Title: Dreams Unremembered
Author: Fireness
Rating: T/PG-13
Genre and/or Pairing: Slash, Dean/Cas
Spoilers: Up to the end of Season 6
Warnings: None?
Word Count: 900 exactly
Summary: Dean often wondered what normal people dream about.
Dean often wondered what normal people dream about.
He could not imagine what it must be like to have such vague dreams you cannot even remember them after you wake up. His dreams have always been so vivid, ever since he was a young child and used to dream about his mother’s death. What was it like to have such an average life that your worst nightmare was of a spider crawling across your face or you’re naked in front of a large audience? Nightmares so trivial that all you have to do is turn over and fall back asleep in order to forget about them.
Normally, he thought that sort of life would be boring. He was never cut out for a white picket fence and a nine-to-five job. He knew that long before Zachariah came along and shoved the message directly in his face. Dean Winchester was not normal, would never live a normal life, and for the most part he was okay with that. But sometimes…sometimes when he woke up in the middle of the night, drenched in sweat from a nightmare so intensely real because he had experienced in once and was now reliving it over and over again in his sleep…he just wanted a normal life with normal dreams. Not ones in which he was ripped to shreds by Hellhounds or beaten to death by Sammy, or where he had to witness his brother being stabbed, possessed, drinking demon blood, or was unemotionally hunting down Bobby.

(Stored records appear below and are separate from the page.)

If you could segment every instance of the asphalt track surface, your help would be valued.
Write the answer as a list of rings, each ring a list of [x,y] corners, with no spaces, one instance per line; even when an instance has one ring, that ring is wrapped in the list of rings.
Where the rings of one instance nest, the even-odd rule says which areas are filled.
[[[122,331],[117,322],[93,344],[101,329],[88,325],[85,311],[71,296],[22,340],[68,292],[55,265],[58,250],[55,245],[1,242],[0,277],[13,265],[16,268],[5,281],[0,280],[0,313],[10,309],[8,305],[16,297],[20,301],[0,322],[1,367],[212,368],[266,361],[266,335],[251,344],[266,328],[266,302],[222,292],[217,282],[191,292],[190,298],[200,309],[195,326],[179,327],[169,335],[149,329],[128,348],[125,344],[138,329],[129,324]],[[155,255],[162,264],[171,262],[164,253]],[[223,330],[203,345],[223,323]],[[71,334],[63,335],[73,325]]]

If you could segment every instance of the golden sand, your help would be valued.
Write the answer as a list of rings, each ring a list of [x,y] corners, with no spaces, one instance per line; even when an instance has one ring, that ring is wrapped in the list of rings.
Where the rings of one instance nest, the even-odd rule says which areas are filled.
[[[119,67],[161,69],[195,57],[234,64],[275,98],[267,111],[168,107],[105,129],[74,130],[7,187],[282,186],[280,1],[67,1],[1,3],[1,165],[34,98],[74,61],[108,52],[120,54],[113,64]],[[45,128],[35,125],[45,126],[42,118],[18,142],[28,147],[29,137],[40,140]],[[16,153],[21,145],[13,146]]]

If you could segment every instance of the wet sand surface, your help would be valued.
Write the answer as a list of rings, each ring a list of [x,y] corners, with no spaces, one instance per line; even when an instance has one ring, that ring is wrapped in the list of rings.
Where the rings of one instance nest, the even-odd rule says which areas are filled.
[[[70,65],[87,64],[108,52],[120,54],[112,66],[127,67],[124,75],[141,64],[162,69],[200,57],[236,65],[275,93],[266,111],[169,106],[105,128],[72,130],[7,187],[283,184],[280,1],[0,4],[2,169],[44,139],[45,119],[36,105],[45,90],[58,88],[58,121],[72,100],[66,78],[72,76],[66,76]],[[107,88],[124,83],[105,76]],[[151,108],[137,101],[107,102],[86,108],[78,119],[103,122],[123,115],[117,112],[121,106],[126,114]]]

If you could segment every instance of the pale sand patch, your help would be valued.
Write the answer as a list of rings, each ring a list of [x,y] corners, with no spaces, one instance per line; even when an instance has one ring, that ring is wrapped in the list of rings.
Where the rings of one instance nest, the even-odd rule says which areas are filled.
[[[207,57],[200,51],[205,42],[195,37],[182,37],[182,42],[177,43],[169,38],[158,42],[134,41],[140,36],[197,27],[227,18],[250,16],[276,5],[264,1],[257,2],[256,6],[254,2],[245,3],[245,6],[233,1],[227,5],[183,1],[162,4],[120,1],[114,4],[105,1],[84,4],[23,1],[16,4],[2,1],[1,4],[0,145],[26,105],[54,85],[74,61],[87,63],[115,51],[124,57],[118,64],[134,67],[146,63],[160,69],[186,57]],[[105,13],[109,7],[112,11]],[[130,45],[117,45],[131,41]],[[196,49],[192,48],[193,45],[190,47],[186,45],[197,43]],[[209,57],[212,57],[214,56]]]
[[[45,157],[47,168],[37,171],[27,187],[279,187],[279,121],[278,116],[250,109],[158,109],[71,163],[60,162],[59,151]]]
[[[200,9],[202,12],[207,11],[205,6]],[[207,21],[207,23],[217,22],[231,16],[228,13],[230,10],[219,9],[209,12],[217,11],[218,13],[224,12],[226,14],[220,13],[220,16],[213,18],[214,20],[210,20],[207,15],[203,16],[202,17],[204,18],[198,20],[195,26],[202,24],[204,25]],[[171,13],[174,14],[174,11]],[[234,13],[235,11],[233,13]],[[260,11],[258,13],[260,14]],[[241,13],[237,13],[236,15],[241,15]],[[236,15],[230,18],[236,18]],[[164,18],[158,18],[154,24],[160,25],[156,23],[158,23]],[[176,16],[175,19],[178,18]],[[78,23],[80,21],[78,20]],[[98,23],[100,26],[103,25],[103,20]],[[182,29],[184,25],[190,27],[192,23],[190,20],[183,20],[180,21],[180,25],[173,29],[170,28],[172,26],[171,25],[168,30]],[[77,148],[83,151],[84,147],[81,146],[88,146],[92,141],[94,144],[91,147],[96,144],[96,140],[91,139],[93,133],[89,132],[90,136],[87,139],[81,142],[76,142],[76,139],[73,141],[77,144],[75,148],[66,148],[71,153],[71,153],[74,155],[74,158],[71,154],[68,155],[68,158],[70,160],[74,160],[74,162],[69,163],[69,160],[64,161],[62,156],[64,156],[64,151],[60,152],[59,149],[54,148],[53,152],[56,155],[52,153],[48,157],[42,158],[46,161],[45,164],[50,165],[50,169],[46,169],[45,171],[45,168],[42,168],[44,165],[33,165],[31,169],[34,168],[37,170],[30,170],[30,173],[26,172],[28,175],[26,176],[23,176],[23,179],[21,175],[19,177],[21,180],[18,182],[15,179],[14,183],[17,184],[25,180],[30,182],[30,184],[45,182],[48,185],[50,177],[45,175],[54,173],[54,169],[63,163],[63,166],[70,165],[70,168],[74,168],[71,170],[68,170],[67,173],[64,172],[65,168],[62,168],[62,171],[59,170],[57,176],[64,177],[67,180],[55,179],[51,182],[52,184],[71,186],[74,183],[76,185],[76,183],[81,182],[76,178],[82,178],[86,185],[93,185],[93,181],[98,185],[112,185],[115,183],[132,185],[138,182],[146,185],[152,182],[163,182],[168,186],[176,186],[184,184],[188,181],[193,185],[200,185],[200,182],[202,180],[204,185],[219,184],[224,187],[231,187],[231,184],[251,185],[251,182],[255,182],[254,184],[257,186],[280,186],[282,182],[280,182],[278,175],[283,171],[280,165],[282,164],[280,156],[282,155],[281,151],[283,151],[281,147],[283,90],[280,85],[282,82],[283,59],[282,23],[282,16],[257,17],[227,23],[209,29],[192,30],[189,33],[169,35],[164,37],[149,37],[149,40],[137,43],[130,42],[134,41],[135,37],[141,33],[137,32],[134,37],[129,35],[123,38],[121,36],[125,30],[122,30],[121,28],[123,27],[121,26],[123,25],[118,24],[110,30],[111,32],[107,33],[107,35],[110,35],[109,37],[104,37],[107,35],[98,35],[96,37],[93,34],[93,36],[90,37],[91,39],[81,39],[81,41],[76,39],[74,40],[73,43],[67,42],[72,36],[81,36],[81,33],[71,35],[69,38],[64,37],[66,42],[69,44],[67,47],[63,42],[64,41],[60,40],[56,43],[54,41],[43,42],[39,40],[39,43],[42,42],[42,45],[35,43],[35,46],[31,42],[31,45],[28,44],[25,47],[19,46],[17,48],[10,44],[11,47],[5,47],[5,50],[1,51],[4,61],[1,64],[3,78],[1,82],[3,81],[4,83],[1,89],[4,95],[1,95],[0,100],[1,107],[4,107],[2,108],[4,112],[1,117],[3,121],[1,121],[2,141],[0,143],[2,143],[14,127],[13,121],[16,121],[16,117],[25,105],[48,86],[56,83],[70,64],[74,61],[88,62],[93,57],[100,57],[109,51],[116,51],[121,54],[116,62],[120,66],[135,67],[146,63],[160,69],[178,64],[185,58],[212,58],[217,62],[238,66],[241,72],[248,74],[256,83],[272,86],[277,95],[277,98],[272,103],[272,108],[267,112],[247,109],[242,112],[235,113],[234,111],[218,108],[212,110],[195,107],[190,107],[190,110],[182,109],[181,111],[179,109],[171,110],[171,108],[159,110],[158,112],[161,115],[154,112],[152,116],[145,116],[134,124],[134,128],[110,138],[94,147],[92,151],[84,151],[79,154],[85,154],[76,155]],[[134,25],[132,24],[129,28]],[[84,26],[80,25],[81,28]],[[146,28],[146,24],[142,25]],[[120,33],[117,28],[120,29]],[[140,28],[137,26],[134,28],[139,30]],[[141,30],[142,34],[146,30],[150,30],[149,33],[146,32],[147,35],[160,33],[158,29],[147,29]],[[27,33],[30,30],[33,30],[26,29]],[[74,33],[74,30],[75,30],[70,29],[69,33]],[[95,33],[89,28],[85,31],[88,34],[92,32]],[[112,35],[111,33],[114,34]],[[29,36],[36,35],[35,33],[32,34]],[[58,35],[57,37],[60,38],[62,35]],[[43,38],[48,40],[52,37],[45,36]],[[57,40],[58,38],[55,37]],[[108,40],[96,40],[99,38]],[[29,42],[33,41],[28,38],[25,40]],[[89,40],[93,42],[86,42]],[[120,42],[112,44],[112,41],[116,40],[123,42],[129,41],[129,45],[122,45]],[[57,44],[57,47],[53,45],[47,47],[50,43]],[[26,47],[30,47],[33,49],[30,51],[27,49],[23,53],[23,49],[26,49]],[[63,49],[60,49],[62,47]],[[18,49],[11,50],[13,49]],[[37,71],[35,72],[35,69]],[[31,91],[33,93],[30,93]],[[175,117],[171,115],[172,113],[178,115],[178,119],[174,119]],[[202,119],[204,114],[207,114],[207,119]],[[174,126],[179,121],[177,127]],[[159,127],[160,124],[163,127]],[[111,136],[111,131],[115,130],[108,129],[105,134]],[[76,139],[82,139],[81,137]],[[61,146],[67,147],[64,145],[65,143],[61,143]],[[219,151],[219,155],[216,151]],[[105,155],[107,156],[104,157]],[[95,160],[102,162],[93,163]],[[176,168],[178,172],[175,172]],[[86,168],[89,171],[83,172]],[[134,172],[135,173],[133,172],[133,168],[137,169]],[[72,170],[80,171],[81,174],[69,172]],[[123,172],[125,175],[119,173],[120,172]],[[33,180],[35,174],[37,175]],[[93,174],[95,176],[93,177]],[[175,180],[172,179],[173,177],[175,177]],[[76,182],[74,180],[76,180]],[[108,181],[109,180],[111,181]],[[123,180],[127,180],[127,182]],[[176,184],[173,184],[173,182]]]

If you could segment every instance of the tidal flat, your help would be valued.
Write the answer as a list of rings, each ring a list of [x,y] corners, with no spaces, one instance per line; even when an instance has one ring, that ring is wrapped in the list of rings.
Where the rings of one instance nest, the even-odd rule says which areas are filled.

Sammy knew facts about dreams. For instance, women were more likely than men to dream about their teeth falling out. Or how Aristotle was the first to write down treatises on the nature of the soul in regards to dreams. He took comfort in knowing details; whether or not knowing helped diminish the impact of the dream, Dean didn’t ask him. That’s just how Sammy was. He liked tangible things like dates, statistics, and books. Dean, though…Dean knew the emotions about dreams. He knew that a dream about his mother’s death was the sort of thing that would spur him to find their next hunt quickly because saving someone else’s mother somehow made up for Mary’s death. He knew that a nightmare involving Bobby would result in Dean giving him a call to see what was new, or that one featuring Sammy would cause Dean to watch his brother a little bit closer.
For most of his life, Dean always remembered his dreams. Even if it was something stupid like the time in High School when he dreamed about Taylor Singleton, the head cheerleader, going down on him. Things started changing, however, when he was resurrected from Hell. Sometimes he would wake up drenched in sweat and hard as a rock with no idea what had gotten him into such a state. He worried that he was dreaming about being back in Hell and it was the torture that was getting him off. He worried that temporary death had affected him worse than they all thought. He worried that his was losing his mind. But he remembered his Hell-dreams vividly enough and they made him feel sick rather than turned on. He still knew how to do his job, and for the most part his memory was intact. It was just that sometimes he couldn’t remember his dreams, and wasn’t that what he had always wanted?
And it’s not like he drew a complete blank when trying to recall what pictures his subconscious mind had been creating. When he strained really hard, Dean could remember the feel of big, soft hands stroking his sides, chapped lips against his collar bone. He thought there was something oddly familiar about it all, but the harder he tried to recall, the quicker the dream slipped from his grasp. The pattern of maddeningly erotic dreams followed by temporary amnesia was so consistent, he wondered if there were some outside force dictating what he could and could not recollect. But that idea seemed so ridiculous, he always dismissed it as soon as he thought it, and five minutes later would forget he had even had an inkling of an idea. And soon, after quickly jacking off or covering up the sheets so Sammy wouldn’t see (depending on just how involved the dream had gotten) he would forget he had even had a dream.
The thing is, it’s easy to realize when you are remembering something more often. It’s harder to establish a pattern when you are forgetting things instead. So Dean didn’t make the connection that his dream-related memory lapses started when he returned from Hell and ended shortly after one fateful Superman reference. He failed to notice that he stopped forgetting his dreams during his year with Lisa. To be fair, he had more important things to worry about than a missed dream or two.
But he never remembered that one time Castiel had come to him in a dream. He didn’t make the connection that Angels were capable of coming and going in a human’s subconscious mind at will. He forgot that they could make a person forget as much or as little as they desired.
He never remembered that no matter the setting or progression of the dreams, the one constant factor was a ubiquitous tan overcoat that had been through more than any garment should have been able to withstand.